“Brother,” he said, taking Raymond’s hands in his, and bending tenderly over him, “I am going to leave thee, but only for a time. I am going to England to find thy Joan, and to tell her that thou art living yet, and how thou hast been robbed of thy token.”
A new light shone suddenly in Raymond’s eyes. It seemed as though some of the mists of weakness rolled away, leaving to him a clearer comprehension. He grasped his brother’s hand with greater strength than Gaston believed him to possess, and his lips parted in a flashing smile.
“Thou wilt seek her and find her? Knowest thou where she is?”
“No; but I will go to seek her. I shall get news of her at Guildford. I will to our uncle’s house forthwith. Sir Hugh Vavasour can easily be found.”
“He has been wandering in foreign lands this long while,” answered Raymond. “I know not whether he may have returned home. Gaston, if thou findest her, save her from the Sanghurst. Tell her that I yet live — that for her sake I will live to protect her from that evil man. He has robbed me of the pledge of her love; I am certain of it. It was a trinket not worth the stealing, and I had it ever about my neck. It was taken from me when I was a prisoner and at their mercy, when I did not know what befell me. He has it — I am assured of that — and what evil use he may make of it I know not. Ah, if thou canst but find her ere he can reach her side!”
“I will find her,” answered Gaston, firmly and cheerfully. “Fear not, Raymond; I have had harder tasks than this to perform ere now. Be it thy part to shake off this wasting sickness. I will seek out thy Joan, and will bring her to thy side. But let her not find thee in such sorry plight. Thou lookest yet rather a corpse than a man. Thou wouldst fright her by thy wan looks an she came to thee now.”

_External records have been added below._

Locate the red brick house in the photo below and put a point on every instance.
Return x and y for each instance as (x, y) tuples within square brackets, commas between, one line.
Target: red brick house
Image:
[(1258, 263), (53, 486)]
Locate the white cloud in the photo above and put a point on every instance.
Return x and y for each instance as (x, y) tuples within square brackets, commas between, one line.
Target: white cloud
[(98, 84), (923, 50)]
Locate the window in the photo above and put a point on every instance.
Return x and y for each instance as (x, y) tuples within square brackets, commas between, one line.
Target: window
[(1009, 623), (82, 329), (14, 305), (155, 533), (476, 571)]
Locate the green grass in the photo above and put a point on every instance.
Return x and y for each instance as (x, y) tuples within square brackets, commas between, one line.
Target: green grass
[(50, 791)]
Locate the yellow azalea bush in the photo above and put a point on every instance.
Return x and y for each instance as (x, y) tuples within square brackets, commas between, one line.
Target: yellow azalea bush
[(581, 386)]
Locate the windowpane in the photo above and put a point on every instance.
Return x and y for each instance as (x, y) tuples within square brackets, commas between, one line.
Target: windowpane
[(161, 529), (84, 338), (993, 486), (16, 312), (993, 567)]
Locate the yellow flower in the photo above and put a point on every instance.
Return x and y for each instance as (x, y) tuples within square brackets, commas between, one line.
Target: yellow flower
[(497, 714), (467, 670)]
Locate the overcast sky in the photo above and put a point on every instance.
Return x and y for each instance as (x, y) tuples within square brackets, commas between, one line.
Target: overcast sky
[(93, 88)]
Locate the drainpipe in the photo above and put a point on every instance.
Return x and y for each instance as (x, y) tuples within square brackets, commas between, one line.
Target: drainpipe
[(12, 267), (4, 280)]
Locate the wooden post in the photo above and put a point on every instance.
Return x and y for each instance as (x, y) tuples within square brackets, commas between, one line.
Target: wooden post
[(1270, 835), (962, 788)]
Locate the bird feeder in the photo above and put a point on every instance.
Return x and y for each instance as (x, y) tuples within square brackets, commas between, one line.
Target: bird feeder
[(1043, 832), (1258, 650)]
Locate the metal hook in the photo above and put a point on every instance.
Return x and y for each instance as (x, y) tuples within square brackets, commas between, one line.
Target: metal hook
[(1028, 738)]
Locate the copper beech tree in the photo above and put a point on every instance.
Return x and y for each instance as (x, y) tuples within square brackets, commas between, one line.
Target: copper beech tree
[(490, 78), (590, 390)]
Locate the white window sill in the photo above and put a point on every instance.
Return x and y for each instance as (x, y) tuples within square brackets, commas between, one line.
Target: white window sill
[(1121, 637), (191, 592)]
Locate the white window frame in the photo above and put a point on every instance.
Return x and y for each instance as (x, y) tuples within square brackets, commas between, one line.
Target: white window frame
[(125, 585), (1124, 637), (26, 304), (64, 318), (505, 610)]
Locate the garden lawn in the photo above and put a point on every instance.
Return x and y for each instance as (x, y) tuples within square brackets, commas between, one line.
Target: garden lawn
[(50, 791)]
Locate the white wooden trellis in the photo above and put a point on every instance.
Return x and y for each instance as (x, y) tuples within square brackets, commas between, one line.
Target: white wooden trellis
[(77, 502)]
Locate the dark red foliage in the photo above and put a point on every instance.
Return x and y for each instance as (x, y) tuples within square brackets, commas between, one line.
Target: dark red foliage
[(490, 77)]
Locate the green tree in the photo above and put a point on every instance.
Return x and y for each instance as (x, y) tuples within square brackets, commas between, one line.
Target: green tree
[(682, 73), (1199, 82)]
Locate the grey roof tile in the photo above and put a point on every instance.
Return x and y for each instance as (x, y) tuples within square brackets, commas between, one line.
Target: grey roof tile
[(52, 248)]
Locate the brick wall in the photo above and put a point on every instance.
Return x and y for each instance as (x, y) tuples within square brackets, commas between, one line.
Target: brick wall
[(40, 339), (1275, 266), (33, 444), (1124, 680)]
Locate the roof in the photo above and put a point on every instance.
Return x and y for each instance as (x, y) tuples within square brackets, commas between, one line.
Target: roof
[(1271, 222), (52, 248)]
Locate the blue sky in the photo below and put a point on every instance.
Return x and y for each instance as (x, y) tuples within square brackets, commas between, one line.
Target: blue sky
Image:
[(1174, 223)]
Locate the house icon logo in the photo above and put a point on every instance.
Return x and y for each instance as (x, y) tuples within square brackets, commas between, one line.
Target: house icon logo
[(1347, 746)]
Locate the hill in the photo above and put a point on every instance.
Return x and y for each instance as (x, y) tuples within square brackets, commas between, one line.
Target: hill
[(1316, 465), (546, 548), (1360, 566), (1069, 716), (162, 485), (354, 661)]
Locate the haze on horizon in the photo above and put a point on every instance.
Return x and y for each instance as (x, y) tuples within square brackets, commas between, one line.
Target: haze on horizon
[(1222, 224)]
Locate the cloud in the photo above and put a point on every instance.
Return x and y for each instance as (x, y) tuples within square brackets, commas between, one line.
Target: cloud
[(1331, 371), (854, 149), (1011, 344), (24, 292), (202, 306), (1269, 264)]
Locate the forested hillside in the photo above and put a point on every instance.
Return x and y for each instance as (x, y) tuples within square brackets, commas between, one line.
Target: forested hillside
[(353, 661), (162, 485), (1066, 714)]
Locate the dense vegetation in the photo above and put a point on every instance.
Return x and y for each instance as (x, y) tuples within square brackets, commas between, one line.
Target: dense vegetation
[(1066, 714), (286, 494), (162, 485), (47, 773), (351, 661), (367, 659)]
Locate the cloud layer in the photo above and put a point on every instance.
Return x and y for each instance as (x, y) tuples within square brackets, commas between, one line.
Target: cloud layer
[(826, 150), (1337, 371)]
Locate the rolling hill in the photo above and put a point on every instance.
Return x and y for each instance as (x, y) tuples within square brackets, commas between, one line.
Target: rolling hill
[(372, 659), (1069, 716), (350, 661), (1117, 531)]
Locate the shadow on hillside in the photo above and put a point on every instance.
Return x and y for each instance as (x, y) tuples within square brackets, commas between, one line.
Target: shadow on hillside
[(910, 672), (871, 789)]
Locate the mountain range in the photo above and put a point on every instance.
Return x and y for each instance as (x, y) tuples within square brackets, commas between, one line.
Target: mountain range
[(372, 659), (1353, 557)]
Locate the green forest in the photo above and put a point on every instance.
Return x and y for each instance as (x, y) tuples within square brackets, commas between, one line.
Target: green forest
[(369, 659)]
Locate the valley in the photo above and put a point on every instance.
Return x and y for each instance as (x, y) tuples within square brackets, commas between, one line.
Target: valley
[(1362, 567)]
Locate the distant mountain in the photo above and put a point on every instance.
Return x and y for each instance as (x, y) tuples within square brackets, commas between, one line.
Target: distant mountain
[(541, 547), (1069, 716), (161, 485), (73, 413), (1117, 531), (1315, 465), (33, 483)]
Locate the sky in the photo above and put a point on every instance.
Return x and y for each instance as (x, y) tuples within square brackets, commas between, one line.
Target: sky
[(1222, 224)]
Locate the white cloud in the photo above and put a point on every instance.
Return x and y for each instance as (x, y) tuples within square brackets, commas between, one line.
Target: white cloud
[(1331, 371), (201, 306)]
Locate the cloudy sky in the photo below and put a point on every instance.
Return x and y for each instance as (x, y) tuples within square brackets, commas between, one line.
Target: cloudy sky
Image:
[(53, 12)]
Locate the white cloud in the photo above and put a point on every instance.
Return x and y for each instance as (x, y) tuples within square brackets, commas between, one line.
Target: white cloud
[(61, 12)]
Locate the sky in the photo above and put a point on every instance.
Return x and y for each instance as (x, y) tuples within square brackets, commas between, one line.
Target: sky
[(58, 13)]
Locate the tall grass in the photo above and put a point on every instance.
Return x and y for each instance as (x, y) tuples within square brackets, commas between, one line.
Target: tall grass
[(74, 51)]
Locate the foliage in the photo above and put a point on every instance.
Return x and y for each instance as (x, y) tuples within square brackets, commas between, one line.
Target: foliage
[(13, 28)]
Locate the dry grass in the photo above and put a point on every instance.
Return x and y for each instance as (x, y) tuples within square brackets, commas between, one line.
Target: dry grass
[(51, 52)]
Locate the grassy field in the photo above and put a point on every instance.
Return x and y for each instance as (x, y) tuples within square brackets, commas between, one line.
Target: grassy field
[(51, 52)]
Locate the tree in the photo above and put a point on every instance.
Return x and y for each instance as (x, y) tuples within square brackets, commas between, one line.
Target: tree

Wan and white and wasted did Raymond indeed appear, as though a breath would blow him away. Upon his face was that faraway, ethereal look of one who has been lingering long beside the portal of another world, and scarce knows to which he belongs. It sometimes seemed as though the angel song of the unseen realm was oftener heard and understood by him than the voices of those about him. But the fever cloud was slowly lifting from his brain, and today the first impulse to a real recovery had been given by these few words with his brother.
Raymond’s recollection of past events was coming back to him connectedly, and the thought of Joan acted like a tonic upon him. For her sake he would live; for her sake he would make a battle for his life. Had he not vowed himself to her service? and did any woman stand more in need of her lover’s strong arm than the daughter of Sir Hugh Vavasour?